I've built 3 of the Bateau boats, all with Okoume plywood and epoxy, and it's great to work with and very light. A full sheet of 1/4" is 20 lbs. and 3/8" is 30 lbs. Even if you used the entire sheet of either thickness it wouldn't add much weight to the boat, and you would probably use only 60-70%. Just epoxy the underside a few coats and glass the top side with 4 or 6oz. woven. 1/4" is plenty strong enough if supported well with framing underneath. If you're dead set on some type of composite board call Boat Builder Central in Vero and they'll steer you in the right direction. Also, I've seen lots of builds on there site utilizing one of the composite boards, and I can't recall anyone using polyester resin. Mike


----------



## Backwater (Dec 14, 2014)

albrighty_then said:


> Yea I've just heard nidacore is difficult to work with and uses polyester resin which I have 0 experience with, you think okume and epoxy would be too heavy?


I'm doing a similar project on a skiff a little larger than the B60 and I personally wouldn't recommend wood. I think it would be good to line the inside hull floor up to the outside chine with some coring material, like Nidacore or scrimmed (scored grid) divinycell in 1/2". So grind all inside gelcoat off and grind off any fiberglass that is not a part of the bottom on the hull. I recommend a generic boat builder's grade 2 part epoxy with a fairly long set time, so you have time to work with it. You can buy that on-line for about half the price of West Systems. Also get some 2nd run 1708 bi-axle cloth (lest money that the 1st run stuff, but still works great for small projects like that). Pre-cut all your pieces.

So you wet out the inside of the hull with the epoxy. Then install the 1st layer of 1708. You can then install the coring material, then the last layer of 1708. When that kicks and sets over night, it will be solid as a rock and you will have no flex in the hull. From that point, you can build out the rest of the boat. I wouldn't use nidacore for the bulkheads and stringers, but you can use it to core the flooring. I would use some sort of high density foam board for the bulkheads and stringers and glass each side with the 1708 and then tab it all in with 5-6" 1708 tabbing strips (which comes in a roll). On the topside of the decks, you can use mat for a smoother finish.

In the end, you will have a skiff that is lighter. Those B60's has a lower freeboard than you think once on the water. Limiting as much excess weight as possible will help lowering power requirements and get you in the skinny stuff.
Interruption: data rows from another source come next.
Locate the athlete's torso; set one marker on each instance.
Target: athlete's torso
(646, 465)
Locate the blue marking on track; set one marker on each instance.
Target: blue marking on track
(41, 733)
Believe me, the weight of everything all adds up quickly in a small skiff like that.

Ted


----------



## albrighty_then (Jan 11, 2017)

Backwater said:


> I'm doing a similar project on a skiff a little larger than the B60 and I personally wouldn't recommend wood. I think it would be good to line the inside hull floor up to the outside chine with some coring material, like Nidacore or scrimmed (scored grid) divinycell in 1/2". So grind all inside gelcoat off and grind off any fiberglass that is not a part of the bottom on the hull. I recommend a generic boat builder's grade 2 part epoxy with a fairly long set time, so you have time to work with it. You can buy that on-line for about half the price of West Systems. Also get some 2nd run 1708 bi-axle cloth (lest money that the 1st run stuff, but still works great for small projects like that). Pre-cut all your pieces.
> 
> So you wet out the inside of the hull with the epoxy. Then install the 1st layer of 1708. You can then install the coring material, then the last layer of 1708. When that kicks and sets over night, it will be solid as a rock and you will have no flex in the hull. From that point, you can build out the rest of the boat. I wouldn't use nidacore for the bulkheads and stringers, but you can use it to core the flooring. I would use some sort of high density foam board for the bulkheads and stringers and glass each side with the 1708 and then tab it all in with 5-6" 1708 tabbing strips (which comes in a roll). On the topside of the decks, you can use mat for a smoother finish.
> 
> ...


Thanks for the good info man, you've got me thinking about going with a core a little more. I've never heard of lining the hull like that, do you mean like a false floor all the way to the nose? Or actually line the hull? That just seems difficult with curvature of the boat. Thanks for the help I've got a experience with wood and epoxy but when it comes to composites I'm next to clueless. I know I don't want to over weight my boat


----------



## Backwater (Dec 14, 2014)

Actually line the hull bottom with it. Both the nidacore and the scored divinycell are flexible to follow the curvature of the inside hull bottom. Then, if you want to, install a false floor where it rest on the outside chines on each side and make the stringers grid tall enough to support the floor.


----------



## topnative2 (Feb 22, 2009)

regarding weight distribution.....put the TM battery way up front(nose) and get a lawn mower/atv battery for starting and put it in the back


----------



## predacious (Sep 1, 2016)

albrighty_then said:


> Thanks for the good info man, you've got me thinking about going with a core a little more. I've never heard of lining the hull like that, do you mean like a false floor all the way to the nose? Or actually line the hull? That just seems difficult with curvature of the boat. Thanks for the help I've got a experience with wood and epoxy but when it comes to composites I'm next to clueless. I know I don't want to over weight my boat



wood is trouble !! I can't understand why anyone would use wood - it's 2017
nidacore 1/2" 13mm is $50,for a 4x8 sheet. 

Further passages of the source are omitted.